They went to study halls a lot, and none of that was in the paper.
My youngest son went to Michigan's sports camp in June, and I said to Michael, "here’s your brother who gets to see and workout with your coach, who you can't even see until August." There were no coaches in disguise monitoring the workouts. The timing of this is terrible.
The worst part of all of this is that the reporters targeted the freshman, with misleading questions they can get them to say anything. I’m a fire chief, and I deal with the media. I don’t let my men deal with the media, because they can get them to say anything. They could make us sound like the worst station out there if they wanted to.
Without names, this article means nothing to me.
Mike Schofield sounds like a good man.
I'd buy him a drink, should I run into him.
Buying a player's father a drink is worth 37 years of probation.
Buying a player's mother a house **cough cough Reggie Bush cough** isn't a big deal.
I have to agree that this free press article has the worst timing. Who at the free press is so much against Michigan? This is going to be a huge distraction this week as they prepare for opening day against Western Michigan.
the most logical candidate who is against Michigan, if you believe the conspiracy theories, would be Rosenberg. More to the point, it might be the former and current players who don't like the training regimine of the new staff. Do we really need to point this out?
Our players spend waaay too much time in practice to pay attention to any outside distractions!
Seriously though, I don't think outside media issues generally have much effect on college sports. Things are only distractions if they're allowed to be. Rodriguez either led off today's practice or will lead off tomorrow's (depending on when the week's off-day is) by saying something along the lines of "you've probably heard about the article, (followed by something about the press and disgruntled players no longer with the program out to bring you down), that's for me to worry about, all you must be concerned with this week is preparation for Western Michigan. This is the last time that the issue will be discussed."
As long as players aren't exposed to the media and are advised not to read the media (something they're probably advised not to do anyway). I don't see this being a real distraction. As the first game approaches, that's pretty much all you can think about. This is really a distraction only for the fans.

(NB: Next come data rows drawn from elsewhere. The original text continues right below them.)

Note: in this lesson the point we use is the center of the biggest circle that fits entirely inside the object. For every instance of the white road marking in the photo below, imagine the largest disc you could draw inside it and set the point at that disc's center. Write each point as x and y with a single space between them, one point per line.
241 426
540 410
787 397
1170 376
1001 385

On the front page of espn.com, there is a video of joe schad talking about how a current starter, and starter last season both said that the reports were accurate...this is starting to get annoying because there is no way that this is not happening all over the country. However, this is disturbing since its our own players blowing the proverbial whistle about all this. I am more worried about all these allegations coming from within against the program.
"In that sense, assuming that Carr's staff really were the sticklers they're widely reputed to be (an assumption backed up by the Free Press' reports), the exuberance of their successors is just another case of Rodriguez and Barwis bringing the program into the 21st Century. The fact that they're being singled out may only be because they're doing it at one of the very few places that knows the difference."
"However, this is disturbing since its our own players blowing the proverbial whistle about all this. I am more worried about all these allegations coming from within against the program."
As I have posted elsewhere: There is a statistical certainty that a few people will be upset in any situation. This is no different. And some of the sources cited (Hawthorne & Stokes) were in no way bashing the program. They were merely talking about it.
There is NO evidence of widespread dissension.
"Our own players" = 2 out of how many? About 120?
Quoting the article:
"Football players in the NCAA's Division I Bowl Subdivision (formerly known as Division I-A) said they spent an average of 44.8 hours a week on their sport — playing games, practicing, training and in the training room — compared with a little less than 40 hours on academics."
I don't really want to go back through the Freep article and count up the implied hours, but in the very least we can decide how above or below average we are. I assume somewhat above since the Bowl Subdivision average is probably split more or less by BCS and non-BCS participant.
I too am most concerned about this coming from players who are still on the team. I understand Stokes' and Hawthorne's comments were likely taken out of context, and were possibly baited, but if there are others this would probably contradict the "buying into what we're doing" meme we've heard so much about this offseason. It could really divide the locker room, and more so, could divide the players from the coaching staff. That could create a huge cascade, ultimately resulting in firing of the staff (maybe not this year, maybe not even next year, but eventually due to internal strife).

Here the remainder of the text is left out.